Au-delà de ces traits psychologiques individuels, nos choix politiques reflètent notre loyauté au groupe. En effet, l’esprit humain s’étant développé dans un contexte conflictuel de concurrence, ceux qui ont su le mieux s’intégrer au groupe ont mieux résisté à cette compétition. Ainsi, « parce que la loyauté, la coordination et la coopération ont été des éléments cruciaux pour la survie de nos ancêtres, ces traits ont été autant valorisés à coup de sexe, de ressources et de statut social, que la félonie, le désordre et le chacun pour soi en ont été privés ».

Or, afficher son adhésion à la croyance commune est un moyen de signaler sa loyauté aux membres de son groupe et, plus il est coûteux ou dangereux d’exprimer cette croyance, plus l’on est perçu comme un partenaire fiable, prêt à prendre des risques. Par exemple, on comprend mieux l’énergie avec laquelle les opposants à Donald Trump se sont exprimés : « à peu de choses près, ce sont les singes hurleurs qui se précipitent tout en haut de l’arbre pour montrer qu’ils n’ont pas peur de se faire choper par un aigle ».

Cette loyauté tribale nous conduit à préférer, de manière générale, tout ce qui peut servir notre clan et à rejeter tout ce qui peut le menacer. Dans cette perspective, diverses expériences de psychologie sociale ont mis en évidence notre capacité à tracer une frontière entre les membres de notre tribu, c’est-à-dire nos alliés, et ceux qui n’en font pas partie, c’est-à-dire nos ennemis. Il suffit d’un rien – une couleur de T-shirt par exemple – pour stimuler cette préférence pour l’endogroupe. Cependant, parmi les éléments dont nous nous servons pour identifier nos alliés, les plus importants, qui aiguillent tous les autres, sont le sexe, l’âge et l’origine ethnique.

Toutefois, « comme les humains ont probablement passé bien plus de temps dans des communautés d’individus de sexe et d’âge différents, mais de race similaire », nous avons tendance à d’abord retenir les deux premières caractéristiques, avant l’origine ethnique. En réalité, ce n’est pas tant l’origine ethnique d’une personne, que la langue qu’elle parle qui éveille notre instinct de groupe. Le langage, qui donne un nombre important d’informations sur la nationalité, l’origine régionale et le statut social de la personne, est un outil précieux pour faire le tri entre amis et ennemis potentiels. Cette discrimination, profondément inscrite dans nos gènes, s’observe dès la naissance : on a en effet constaté que les bébés savent faire la différence entre leur langue maternelle et une autre langue, même lorsque cette dernière est proche.

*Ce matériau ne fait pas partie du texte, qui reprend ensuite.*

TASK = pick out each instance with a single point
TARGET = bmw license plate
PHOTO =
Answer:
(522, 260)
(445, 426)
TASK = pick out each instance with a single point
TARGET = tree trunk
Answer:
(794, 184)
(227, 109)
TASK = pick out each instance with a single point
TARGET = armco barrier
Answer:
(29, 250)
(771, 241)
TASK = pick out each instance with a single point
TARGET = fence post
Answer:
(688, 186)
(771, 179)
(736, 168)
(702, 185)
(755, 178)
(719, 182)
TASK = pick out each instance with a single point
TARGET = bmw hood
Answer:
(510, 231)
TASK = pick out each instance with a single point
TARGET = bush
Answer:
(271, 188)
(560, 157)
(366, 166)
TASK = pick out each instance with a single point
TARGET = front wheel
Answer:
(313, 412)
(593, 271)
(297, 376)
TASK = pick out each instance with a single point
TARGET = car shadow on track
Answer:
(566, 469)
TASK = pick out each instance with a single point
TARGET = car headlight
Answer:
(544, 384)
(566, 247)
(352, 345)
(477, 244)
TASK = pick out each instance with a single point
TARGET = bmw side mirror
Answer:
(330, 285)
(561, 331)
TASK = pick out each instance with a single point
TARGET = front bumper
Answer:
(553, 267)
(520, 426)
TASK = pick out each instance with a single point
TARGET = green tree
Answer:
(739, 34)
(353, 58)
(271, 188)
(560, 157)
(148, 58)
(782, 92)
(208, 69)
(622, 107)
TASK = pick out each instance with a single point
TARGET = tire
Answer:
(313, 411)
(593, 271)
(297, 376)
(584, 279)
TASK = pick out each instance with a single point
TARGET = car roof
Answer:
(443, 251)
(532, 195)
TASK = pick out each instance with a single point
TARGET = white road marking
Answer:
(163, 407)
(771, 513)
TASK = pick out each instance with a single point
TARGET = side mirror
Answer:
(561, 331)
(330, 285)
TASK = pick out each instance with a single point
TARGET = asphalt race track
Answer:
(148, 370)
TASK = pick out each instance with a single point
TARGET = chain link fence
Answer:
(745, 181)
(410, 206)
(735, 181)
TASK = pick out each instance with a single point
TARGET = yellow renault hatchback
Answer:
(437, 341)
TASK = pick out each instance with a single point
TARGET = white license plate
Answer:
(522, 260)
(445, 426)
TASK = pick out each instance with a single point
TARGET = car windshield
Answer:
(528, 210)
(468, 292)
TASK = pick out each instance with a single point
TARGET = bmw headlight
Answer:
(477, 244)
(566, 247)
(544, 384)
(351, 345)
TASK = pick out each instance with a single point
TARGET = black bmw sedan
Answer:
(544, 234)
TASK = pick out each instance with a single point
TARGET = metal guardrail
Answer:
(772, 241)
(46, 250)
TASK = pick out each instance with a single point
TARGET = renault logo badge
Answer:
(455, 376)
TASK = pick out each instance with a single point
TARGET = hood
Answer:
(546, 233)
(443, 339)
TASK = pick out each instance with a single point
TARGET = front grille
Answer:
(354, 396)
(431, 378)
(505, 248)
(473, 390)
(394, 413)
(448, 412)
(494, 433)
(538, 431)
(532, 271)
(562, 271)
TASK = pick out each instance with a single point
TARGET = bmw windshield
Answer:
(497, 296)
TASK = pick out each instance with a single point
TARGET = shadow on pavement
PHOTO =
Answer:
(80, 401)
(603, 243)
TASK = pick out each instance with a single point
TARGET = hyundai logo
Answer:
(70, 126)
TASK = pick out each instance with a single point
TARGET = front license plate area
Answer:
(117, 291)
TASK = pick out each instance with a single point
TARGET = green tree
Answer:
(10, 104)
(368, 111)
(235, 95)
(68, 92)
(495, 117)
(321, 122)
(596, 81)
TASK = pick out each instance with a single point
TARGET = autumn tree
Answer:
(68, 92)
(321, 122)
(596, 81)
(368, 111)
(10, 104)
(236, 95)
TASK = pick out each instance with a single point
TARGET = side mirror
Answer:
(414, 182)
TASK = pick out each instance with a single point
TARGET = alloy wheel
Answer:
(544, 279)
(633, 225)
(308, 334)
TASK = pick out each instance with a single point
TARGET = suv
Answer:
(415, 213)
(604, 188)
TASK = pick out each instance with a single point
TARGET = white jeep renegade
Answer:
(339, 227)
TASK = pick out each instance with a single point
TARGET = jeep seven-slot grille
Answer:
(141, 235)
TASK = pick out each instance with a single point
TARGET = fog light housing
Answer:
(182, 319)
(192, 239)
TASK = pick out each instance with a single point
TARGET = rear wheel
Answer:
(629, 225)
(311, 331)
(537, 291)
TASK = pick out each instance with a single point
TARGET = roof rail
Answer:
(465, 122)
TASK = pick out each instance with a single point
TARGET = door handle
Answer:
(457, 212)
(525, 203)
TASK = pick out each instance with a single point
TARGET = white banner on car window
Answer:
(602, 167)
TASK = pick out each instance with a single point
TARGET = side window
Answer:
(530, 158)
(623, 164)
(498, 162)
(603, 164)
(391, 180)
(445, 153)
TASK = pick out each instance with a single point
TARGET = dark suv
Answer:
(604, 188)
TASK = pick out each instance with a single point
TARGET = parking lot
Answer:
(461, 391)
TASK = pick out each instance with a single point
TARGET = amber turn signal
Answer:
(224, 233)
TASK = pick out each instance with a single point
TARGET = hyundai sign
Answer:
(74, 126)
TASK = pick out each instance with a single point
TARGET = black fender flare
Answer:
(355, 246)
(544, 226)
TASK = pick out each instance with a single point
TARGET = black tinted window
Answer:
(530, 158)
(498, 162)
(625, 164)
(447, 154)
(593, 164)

« D’un point de vue évolutionnaire, la chose fait sens. S’il est peu probable que nos ancêtres lointains aient pu croiser de manière récurrente des congénères d’une ethnie différente de la leur, une marque régionale s’imprime néanmoins bien plus vite dans la bouche que sur le visage ou dans d’autres traits physiques. »

En conclusion, l’apport le plus essentiel de la théorie darwiniste est qu’elle nous donne « la liberté de ne prendre aucune idéologie trop au sérieux » et, finalement, nous offre «la possibilité d’un [véritable] détachement» dans notre appréhension du monde humain.